Q79: How do you ensure the RAG system degrades gracefully when the vector database is down? [Medium]
A: Implement a fallback hierarchy: (1) try vector DB (primary dense retrieval); (2) on failure: try BM25 fallback — maintain a local in-memory BM25 index (BM25Retriever.from_documents, rebuilt nightly) that can serve without the vector DB; (3) on BM25 failure: serve cached recent answers from Redis for queries that match a recent cached response; (4) if all retrieval fails: use LLM parametric knowledge with a clear disclosure: "Our knowledge base is temporarily unavailable. This answer is based on general knowledge and may not reflect current company policy." Log all fallback events with urgency — vector DB downtime should page on-call immediately.
Q80: A lawyer at your company says "the RAG system cited a source that doesn't actually say what the citation claims." What went wrong? [Hard]

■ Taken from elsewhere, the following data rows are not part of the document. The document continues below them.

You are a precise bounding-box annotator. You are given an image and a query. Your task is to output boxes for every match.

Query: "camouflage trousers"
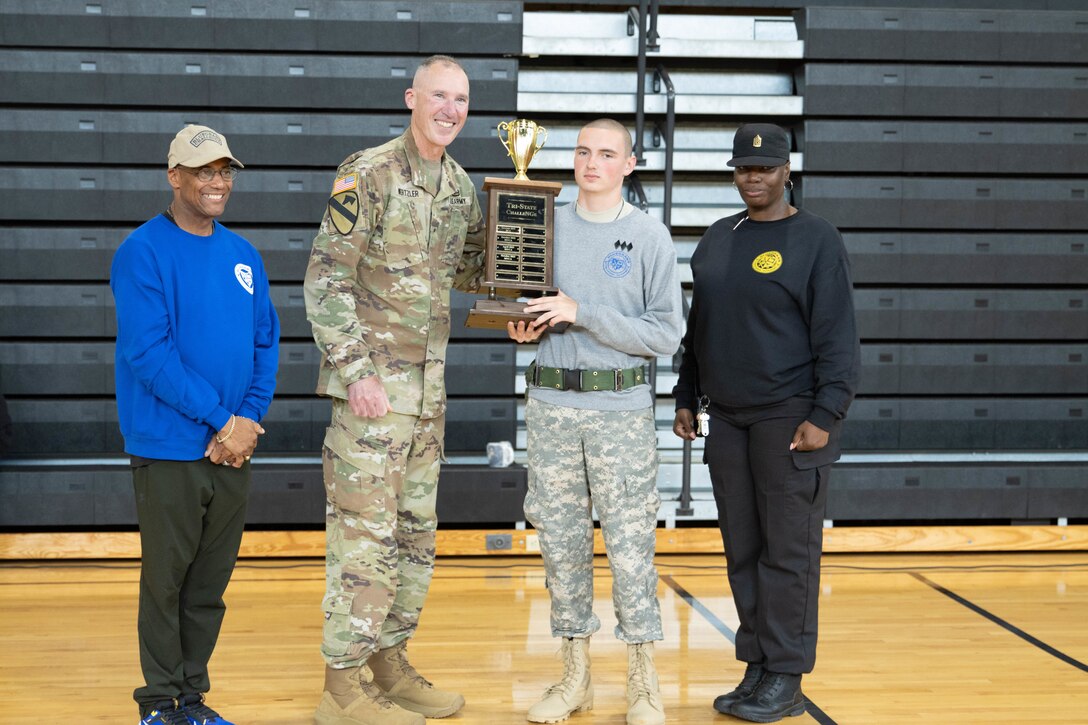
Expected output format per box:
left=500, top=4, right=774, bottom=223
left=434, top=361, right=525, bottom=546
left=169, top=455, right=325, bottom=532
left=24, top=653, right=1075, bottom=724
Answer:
left=526, top=393, right=662, bottom=643
left=321, top=400, right=445, bottom=667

A: This is a faithfulness failure: the LLM generated a claim and attributed it to a source that doesn't support the claim. Investigation: (1) verify the citation is real — did the cited chunk actually appear in the retrieved context? If not, the LLM invented a citation (hallucinated source), which is the most dangerous variant. (2) If the chunk was retrieved, check the RAGAS faithfulness score for this query — was the claim generated from parametric memory and the citation assigned post-hoc? (3) Check if the claim is a blend of two retrieved chunks — the LLM may have synthesized information from chunk A and chunk B into one sentence and incorrectly cited only chunk B. Fix: (1) stronger grounding instruction; (2) post-generation faithfulness check to flag citations that don't appear to be supported; (3) for legal/compliance use cases, consider extractive QA only — return verbatim passages, not synthesized answers.